The Game Awards' first Game Changers recipient responds to "hateful" and "disturbing" comments accusing him of fraud
"This is the 'reward' for two years of service."
Amir Satvat was the recipient of the first 'Game Changers' award at The Game Awards last week, but has since received "countless hateful messages", "disturbing comments" and antisemitic remarks about his wife.
Satvat received the award for his work helping laid-off employees across the games industry to find new work. The award was host Geoff Keighley's way of addressing the "significant and unprecedented industry-wide layoffs", which he admitted the show struggles to address "in a constructive way".
Satvat has helped to place nearly 3000 people into jobs, and was described at the awards show as "career Santa Claus". Yet since last week, he's been subjected to abuse online due to his current work at Chinese tech conglomerate Tencent.

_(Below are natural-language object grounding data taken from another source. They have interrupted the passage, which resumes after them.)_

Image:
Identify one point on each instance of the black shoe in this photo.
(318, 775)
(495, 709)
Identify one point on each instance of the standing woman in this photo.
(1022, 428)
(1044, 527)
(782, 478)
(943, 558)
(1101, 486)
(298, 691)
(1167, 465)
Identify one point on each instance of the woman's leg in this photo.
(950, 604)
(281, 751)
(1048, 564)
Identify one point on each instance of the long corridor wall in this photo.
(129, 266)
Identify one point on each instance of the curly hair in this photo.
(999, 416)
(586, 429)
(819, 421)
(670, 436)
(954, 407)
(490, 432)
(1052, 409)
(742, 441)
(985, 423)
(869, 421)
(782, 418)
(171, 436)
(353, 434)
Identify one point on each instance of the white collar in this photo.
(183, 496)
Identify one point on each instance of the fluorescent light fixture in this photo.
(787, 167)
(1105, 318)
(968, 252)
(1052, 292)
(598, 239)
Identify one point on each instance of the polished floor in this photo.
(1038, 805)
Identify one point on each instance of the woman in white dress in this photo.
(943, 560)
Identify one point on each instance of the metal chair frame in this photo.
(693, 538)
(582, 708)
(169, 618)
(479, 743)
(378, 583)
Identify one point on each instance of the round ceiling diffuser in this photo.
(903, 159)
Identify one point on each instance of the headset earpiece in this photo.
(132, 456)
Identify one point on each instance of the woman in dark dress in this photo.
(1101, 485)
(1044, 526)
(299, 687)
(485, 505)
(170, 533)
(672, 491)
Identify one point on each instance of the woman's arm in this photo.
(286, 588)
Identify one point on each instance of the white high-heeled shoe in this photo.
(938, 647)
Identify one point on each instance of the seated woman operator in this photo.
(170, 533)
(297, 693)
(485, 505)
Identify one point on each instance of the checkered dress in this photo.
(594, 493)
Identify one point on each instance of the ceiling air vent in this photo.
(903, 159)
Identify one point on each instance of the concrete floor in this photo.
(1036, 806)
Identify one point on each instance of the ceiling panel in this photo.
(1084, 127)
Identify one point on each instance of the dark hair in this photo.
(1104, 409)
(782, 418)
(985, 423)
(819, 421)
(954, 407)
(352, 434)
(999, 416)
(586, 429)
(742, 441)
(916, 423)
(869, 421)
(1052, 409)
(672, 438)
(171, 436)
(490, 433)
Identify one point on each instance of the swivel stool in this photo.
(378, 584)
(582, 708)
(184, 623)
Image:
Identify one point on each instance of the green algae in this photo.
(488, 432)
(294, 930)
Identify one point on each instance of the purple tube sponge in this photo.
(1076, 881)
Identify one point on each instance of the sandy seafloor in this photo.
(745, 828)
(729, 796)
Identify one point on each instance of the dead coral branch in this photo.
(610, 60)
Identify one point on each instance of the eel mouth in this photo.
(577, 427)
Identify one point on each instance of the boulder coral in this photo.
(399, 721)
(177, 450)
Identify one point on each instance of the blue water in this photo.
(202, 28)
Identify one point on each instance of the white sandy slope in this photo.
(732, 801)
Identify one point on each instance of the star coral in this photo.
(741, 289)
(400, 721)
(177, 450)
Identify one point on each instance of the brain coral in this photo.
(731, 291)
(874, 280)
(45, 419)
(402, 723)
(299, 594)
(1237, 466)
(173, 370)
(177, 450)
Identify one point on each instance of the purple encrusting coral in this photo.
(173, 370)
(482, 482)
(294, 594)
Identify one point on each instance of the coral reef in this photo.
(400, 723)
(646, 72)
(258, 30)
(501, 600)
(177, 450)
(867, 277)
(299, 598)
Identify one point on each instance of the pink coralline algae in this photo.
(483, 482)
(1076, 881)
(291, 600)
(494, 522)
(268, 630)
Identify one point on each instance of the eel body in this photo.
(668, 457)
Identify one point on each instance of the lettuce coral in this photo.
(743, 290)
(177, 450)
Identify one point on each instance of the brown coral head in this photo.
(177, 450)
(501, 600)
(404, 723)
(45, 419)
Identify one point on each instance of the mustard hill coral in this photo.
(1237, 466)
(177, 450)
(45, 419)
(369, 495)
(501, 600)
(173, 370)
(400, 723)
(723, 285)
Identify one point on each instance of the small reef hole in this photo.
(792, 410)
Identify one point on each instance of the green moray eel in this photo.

"Over the past four days, I have received countless hateful messages targeting me personally, alongside hundreds more on YouTube and Twitter," Satvat wrote in a LinkedIn post.
"People have made disturbing comments about my family - I am only not sharing those comments because they are disgusting, but I will share some other sample comments. My wife and me have been targeted with anti-Semitic slurs. Several videos mocked my comments suggesting I sounded autistic - riffing on it for their audience's amusement."
Due to his work as a business development director at Tencent, Satvat has been accused of being some sort of agent or plant exploiting the community, or that he's a fraud, he wrote.
However, he explained his community work began in November 2022 before he started at Tencent in August 2023. Before this he worked for Amazon, but again his community work was separate.
"I didn't / don't work on mergers and acquisitions at Tencent or Amazon," Satvat continued. "This stems from one innocent, erroneous mention of what I do in a Level Infinite article, since corrected to show I only work on investments."
He has also never laid employees off.
"They simply didn't mention Tencent at TGA because it had nothing to do with this community and they wanted to focus on how we drove this ourselves," he said.
"I've been accused of creating 'jail-worthy fraud' and mocked for 'just making one spreadsheet people enter info into', usually by people who spent all of eight seconds looking at our site with no understanding of the work we do or the impact we've had. We have 15 resources across five different resource homes and there is a lot of depth to our community, as any of you who have used it know."
He surmised: "This can happen to you too when you sacrifice over 2,000 hours of your time to help the industry - this is the 'reward' for two years of service."
Finishing the post, he said he would now "return to our mission of positive, public service".
Astro Bot won multiple awards on the night, including Game of the Year, as did Balatro and Metaphor: ReFantazio. Black Myth: Wukong producer and Game Science CEO Feng Ji posted a long comment on his disappointment at the game not winning the top prize, despite taking home Best Action Game and the Players' Voice award.